Republicans’ idea of religious liberty, particularly as it relates to discrimination against LGBTQ people, said Deckman, “does not at all resonate with younger Americans.”
In the POLITICO/Morning Consult poll, 49 percent of voting-age Gen Z respondents identified as agnostic or atheist.
A realignment isn’t destiny
Broadly, Gen Z also views Republicans in Congress more unfavorably (51 percent) than Democrats in Congress (34 percent), according to the POLITICO/Morning Consult poll of voting age members of the youngest generation.
But while survey after survey has found that members of Generation Z identify far more as left of center, Democrats and progressive outside groups warn that a realignment won’t just magically manifest without a targeted effort.
Linnea Stanton, 21, Midwest regional director for March for our Lives, plans to vote for Biden despite having preferred Elizabeth Warren in the primary. But Stanton offered a stinging critique of the Biden campaign’s efforts to appeal to younger, more diverse, voters, saying they smacked of pandering.
“Biden played [the wildly popular Spanish-language song] ‘Despacito’ off of his phone at a rally — and that's the thing that went viral from his rally, not him talking about his policy points,” Stanton said. “I can tell you that [Kamala] Harris was wearing timbs [Timberland boots] off of the plane last week, but I can't tell you what she actually stands for.”
Stanton wants to see more from Harris on the “bold and holistic approach” she outlined as a presidential candidate on gun violence. Though Stanton is a registered Democrat, many members of her generation register as independents or unaffiliated — a decision pollsters ascribe to young voters’ aversion to institutions rather than a marker of their political persuasions.
About half of the young Americans, primarily of Gen Z, who registered to vote through NextGen America, a progressive group founded by billionaire Tom Steyer, selected no party preference. According to data provided by NextGen, from 2019 to 2020 roughly 51 percent of those they registered chose to be unaffiliated, 41 percent selected a Democratic affiliation, and 8 percent Republican. The group noted that its results could lean more Democratic as it actively tried to register more people during the primaries, which in some states are closed to independents.
Democratic vice presidential candidate Sen. Kamala Harris, D-Calif., arrives to speak at Shaw University during a campaign visit in Raleigh, N.C., Monday, Sept. 28, 2020. (AP Photo/Gerry Broome)

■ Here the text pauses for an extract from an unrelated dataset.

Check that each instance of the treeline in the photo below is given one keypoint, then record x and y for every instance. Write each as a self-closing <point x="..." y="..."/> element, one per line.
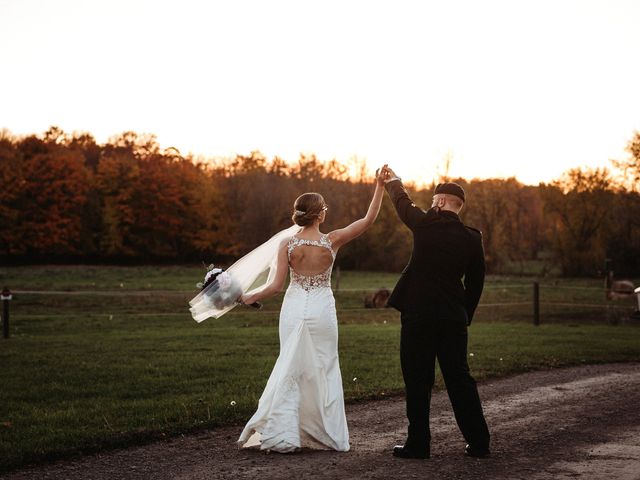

“The Democratic Party is going to have a lot of work to do over the next five, 10, 15 years to ensure they're giving these young people, a reason to put a D next to their name,” said Ben Wessel, executive director of NextGen America.
Jeff Weaver is well aware of the opportunity Generation Z presents for Democrats. And that’s what he sees it as: an opportunity, not destiny. Weaver, former senior adviser to Bernie Sanders’s presidential campaign, saw the senator’s support among young Americans remain strong even as they aged from 2016 to 2020.
“Gen Zers [are] the most progressive generation in a long time,” Weaver said. But Democrats will have to bring in and empower them within the party structure, he said, something not all local party chairs are keen on doing.
Weaver also offered a word of caution to Democrats who think a realignment is foretold. Not long after Obama won the White House in 2008, a pollster briefed chiefs of staff in the Senate; Weaver was one of them at the time. The pollster said the 2008 election marked a major shift in the electorate and predicted Republicans wouldn’t win the White House “for the next 25 years.”
“That's what they said, literally what they said,” Weaver recalled.
Obama’s strength with young voters, which propelled him over the edge in key states, undoubtedly “shows the power of being in coalitions with young people,” Weaver said. But “anyone who thinks it’s on autopilot is fooling themselves.”